LIVING LIKE A REFUGEE “Today you settle, tomorrow you pack,” was the All Stars’ mantra.
In 2002, American filmmakers Zach Niles and Banker White were moving through the refugee camps of Guinea looking for musicians to help them dramatize the plight of Liberians and Sierra Leoneans who had fled civil wars back home. They hit paydirt when they came upon singer Reuben Koroma and guitarist Francis “Franco” Langba working out a plaintive reggae number called “Living like a Refugee.” In the film that resulted — The Refugee All Stars — Koroma and Langba build their collaboration into a punchy, electric band who tour the camps to entertain fellow refugees, return anxiously to Freetown to test the peace and record an album, then head back to the camps to encourage refugees to return home. That band, Sierra Leone’s Refugee All Stars, have come a long way in four years. They’re now in the US with a debut CD, Living like a Refugee (Anti-), on a tour that comes to the Paradise this Wednesday.
The arrival of the American filmmakers must have seemed miraculous, “something strange happening into our lives,” as Koroma puts it. Indeed, it was Niles and White who persuaded the band to return to Freetown. “We were so much reluctant to go back, owing to the kinds of things we saw,” Koroma admits, alluding to the killings and maimings that had been so common. But it was in Freetown that he reconnected with guitarist/singer Ashade Pearce and other musicians he had worked with before the war, musicians who completed the Refugee All Stars line-up.

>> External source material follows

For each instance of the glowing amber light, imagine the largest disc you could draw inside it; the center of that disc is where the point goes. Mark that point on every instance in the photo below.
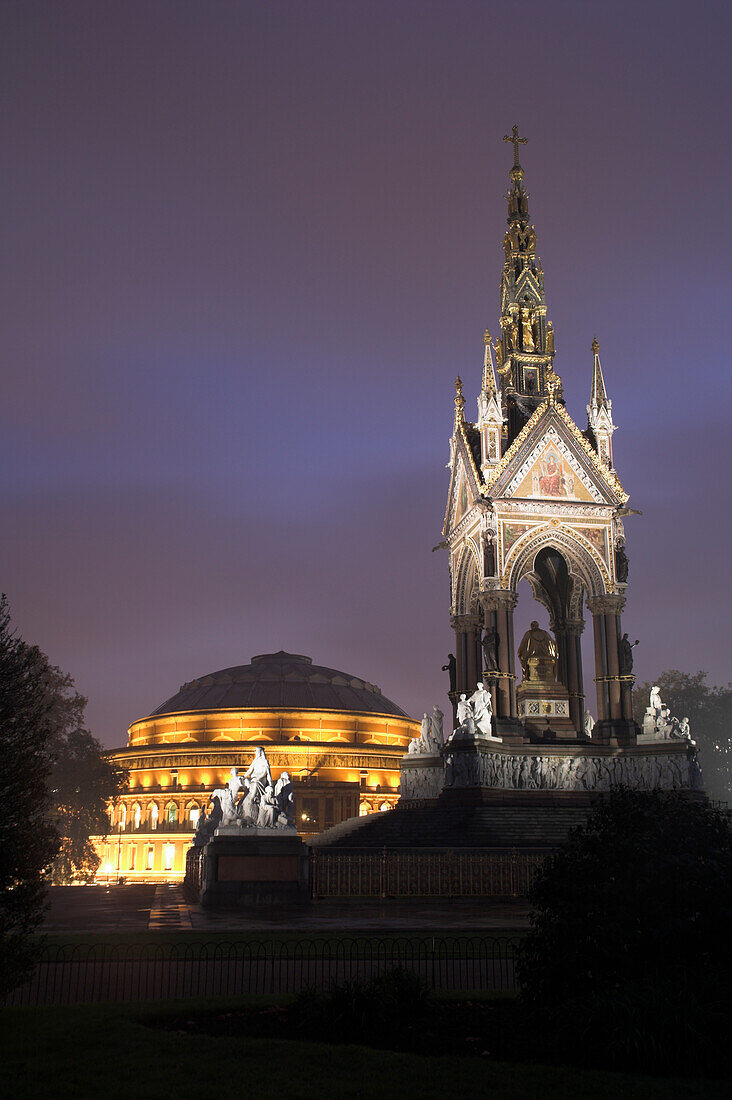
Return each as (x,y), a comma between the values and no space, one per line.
(328,754)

Living like a Refugee is actually a compilation that brings together 17 tracks recorded over several years, from the earliest acoustic tracks made by Niles and White in the camps to more polished studio productions done in Freetown in 2003 and 2004. The Koroma/Langba connection goes back to 1998 in the Kalia camp. “I had nothing to do,” Koroma recalls. “I saw that many people were not happy, and I thought, ‘If I start to play music here, people will really feel well.’ ” The duo’s warm vocal harmonies are a highlight. And there’s an urgency in “Compliments for the Peace” and “Monkey Work” that echoes early Wailers tracks. But it would be a mistake to label this reggae. As Koroma points out, Sierra Leone’s own playful baskeda folk music is close to reggae in sound and spirit. “Anytime something is not good for the community, people will make a song of it, and when they are playing the baskeda, they will sing it. If the chief is very bad, they will sing against him, but the chief will not do anything because this is a social time. So people have the chance to speak, to express their grievances.”

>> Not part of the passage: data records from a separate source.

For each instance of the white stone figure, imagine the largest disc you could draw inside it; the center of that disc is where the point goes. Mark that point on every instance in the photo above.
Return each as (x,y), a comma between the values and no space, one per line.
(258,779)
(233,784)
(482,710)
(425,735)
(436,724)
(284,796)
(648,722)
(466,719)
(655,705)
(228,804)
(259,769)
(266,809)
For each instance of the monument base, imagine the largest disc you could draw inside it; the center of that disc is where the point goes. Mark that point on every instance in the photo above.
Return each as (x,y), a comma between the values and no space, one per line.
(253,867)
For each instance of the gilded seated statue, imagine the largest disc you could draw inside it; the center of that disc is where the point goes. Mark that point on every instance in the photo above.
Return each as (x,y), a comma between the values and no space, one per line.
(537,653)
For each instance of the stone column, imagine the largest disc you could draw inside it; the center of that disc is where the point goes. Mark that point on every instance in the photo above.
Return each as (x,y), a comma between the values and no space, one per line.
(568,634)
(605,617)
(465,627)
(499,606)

There’s also palm wine, the freestyle, celebratory style associated with the local drink poyo; the signature lilt of the legendary palm-wine troubadour S.E. Rogie pervades a number of the songs. There are traces of gumbe, a style brought back from the Americas by slaves returning in the years after abolition; “Kele Mani (War Is Not Good)” is lively gumbe, animated by bottle and hand-drum percussion and an ancient-sounding acoustic guitar. “Pat Malonthone,” with its brooding, ritualistic feel and chant vocals, is an example of gbute vange, a music of the Mende people.